I realize that I’m making the experience sound horrible, and I don’t mean to–because the view, once up there, was spectacular. Sandra immediately deemed it the favorite thing she’d done on her trip; and since she’d only just arrived 2 days ago, I just…let that comment slide.
The hike up definitely isn’t for those faint of heart; 2 hours up creaky iron staircases and dubious rope ascents/descents; definitely makes you wonder when all of this was last-safety-checked (and also, how the hell did people get up here before all this tourist friendly access?)
On the way, you can take a quick detour to see some of the oldest paintings in Sri Lanka. These paintings…let me tell you; the obsession with thinness didn’t just start in the 21st century, because I figure it is anatomically impossible to have waists as small and breasts as big as the women depicted on the walls. Talk about unrealistic expectations! Geez. Men.
Once you get up to the top of Sigiriya, it’s just the tops of trees for miles around; and it reminded me a bit of what I imagine the ruins in South America are like. We spent some time clambering around the ruins, taking jumping pictures, and avoiding a weird crowd of adolescent Sri Lankan boys who insisted following us at every turn.
Conclusion: I’d say that if you had to choose between Sigiriya and Anuradhapura, Sigiriya would come out on top.

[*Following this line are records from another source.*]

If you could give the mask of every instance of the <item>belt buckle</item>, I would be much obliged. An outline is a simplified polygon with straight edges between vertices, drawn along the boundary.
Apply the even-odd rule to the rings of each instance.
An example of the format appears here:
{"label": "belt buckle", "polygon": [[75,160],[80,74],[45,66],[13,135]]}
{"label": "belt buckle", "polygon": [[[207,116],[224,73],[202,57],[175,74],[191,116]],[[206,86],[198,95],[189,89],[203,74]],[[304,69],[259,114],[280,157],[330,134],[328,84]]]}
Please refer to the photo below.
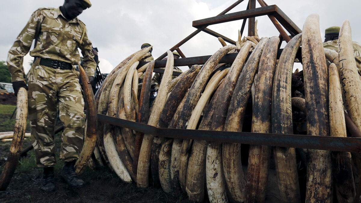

Expensive price aside, the top of it is really a site to see; and you can spend as much time as you want, relaxing and enjoying the view. However, if you’re leery and intolerant of large tourist crowds, either go early, early in the morning or just before it closes (although…I wouldn’t recommend doing the descent in any state of darkness…) because there will be crowds on crowds on crowds. You can skip the museum on your way out; instead, go cool off by the pool in Sigiriya Village or the infinity pool at Jetwing Vil Uyana (just ask one of the tuktuk drivers out front to take you there, and remember, always ask the number of kilometeres first, multiply it by 60 Rs/km, and offer him that price, no matter what he offers you!)